The Reason Why Military Planning Works
The features that make military planning so attractive in times of crisis are the hierarchy of command, which enables fast and unquestioning obedience, rather than the decentralized, local-based leadership style of the National Health Service (NHS) in recent years. However, in challenging times, military and civilian organizations do collaborate successfully.
Should Schools Re-Open on June 1, 2020?
Still in the UK and the British Medical Journal, Jacqui Wise explains why delaying school re-opening by two weeks would halve risks to children.
According to the draft consultation report of the Independent Scientific Advisory Group for Emergencies (iSAGE), if the re-opening date for UK schools is pushed back to June 15, the infection risk to children would be halved. If to September, it would be lower still.
The prerequisite for safe re-opening of schools is proof of low community infection rates and the ability to trace new cases of COVID-19, according to the report. It comes even as the UK government declares that some primary school classes will restart on June 1.
Risk at School vs. Risk on the Road
iSAGE has modeled the risk of infection to a child at school, at about 1.46% on June 1, but only 0.72% later on, as on September 1, 2020. This is a low risk, and the chances that a child would die of COVID-19 because of attending school is lower still at 0.23 per 1 million on June 1. On September 1, this would be 0.02 per million.
To put this into the right context, a person has a chance of being killed in a road traffic accident at 0.074 per million every day.
The draft was discussed with teachers, parents, and other stakeholders, at a meeting supported by the BMJ and the online forum Mumsnet on May 22, 2020. The meeting was broadcast live on YouTube as well.

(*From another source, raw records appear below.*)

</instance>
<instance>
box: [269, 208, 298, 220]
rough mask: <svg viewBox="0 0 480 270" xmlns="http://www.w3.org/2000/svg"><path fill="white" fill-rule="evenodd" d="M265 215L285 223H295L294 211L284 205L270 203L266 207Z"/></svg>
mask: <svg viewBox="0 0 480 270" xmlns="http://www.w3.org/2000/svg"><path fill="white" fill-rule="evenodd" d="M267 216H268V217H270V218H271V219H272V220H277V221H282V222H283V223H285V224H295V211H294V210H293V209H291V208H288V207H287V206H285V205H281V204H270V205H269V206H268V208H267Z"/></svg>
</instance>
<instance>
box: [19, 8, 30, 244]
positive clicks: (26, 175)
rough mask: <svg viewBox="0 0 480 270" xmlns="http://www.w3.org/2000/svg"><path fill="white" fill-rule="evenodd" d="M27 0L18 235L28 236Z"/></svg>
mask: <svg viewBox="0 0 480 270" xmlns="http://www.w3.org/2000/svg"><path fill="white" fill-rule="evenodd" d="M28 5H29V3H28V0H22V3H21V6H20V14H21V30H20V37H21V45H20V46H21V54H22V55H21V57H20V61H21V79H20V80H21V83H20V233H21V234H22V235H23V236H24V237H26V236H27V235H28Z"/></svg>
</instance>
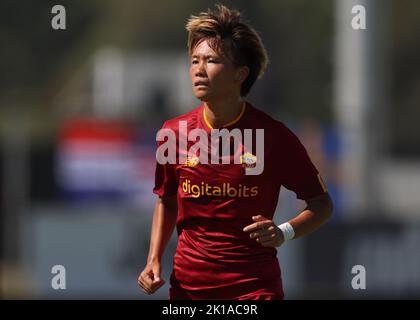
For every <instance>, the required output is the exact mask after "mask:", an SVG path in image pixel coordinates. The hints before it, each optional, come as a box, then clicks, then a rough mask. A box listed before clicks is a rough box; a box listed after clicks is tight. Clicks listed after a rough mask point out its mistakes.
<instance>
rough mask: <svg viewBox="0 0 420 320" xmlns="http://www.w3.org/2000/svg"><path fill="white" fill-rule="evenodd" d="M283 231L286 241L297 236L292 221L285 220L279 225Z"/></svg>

According to committee chairman David King, school re-opening dates should be decided “at a local level, involving all local stakeholders, and be based on evidence of low local covid-19 infection rates.” He has called on SAGE, which is the official counterpart of iSAGE, to make its documents and minutes public.
The risk of viral spread from one child to others and to adults is challenging to quantify at present, due to the lack of hard data on community spread. Another committee member, Allyson Pollock, said, “We are not capturing data on suspected cases and cases in the community and instead relying on hospital data and death.”
How Can School Infections Be Minimized?
The draft says chances of infection at school can be minimized by reliable and robust testing and tracing protocols, and support for people or families who need to be in self-isolation. Other urgently needed measures include risk assessment of schools before re-opening, looking at the possibility of achieving social distancing, or of shifting classes outside or to buildings with excellent ventilation.
Class sizes may need to be cut down to about 15, says Pollock, and staffing ratios may need to be changed. However, a new unpublished meta-analysis of 18 studies shows that children and adolescents are probably only at less than half the risk of infection when in close contact with an infected person.
As the debate continues, one thing is clear: British society will bear the marks of this pandemic for a long time to come, whether in terms of the way healthcare systems plan their operations or schools begin to welcome their students back under new conditions.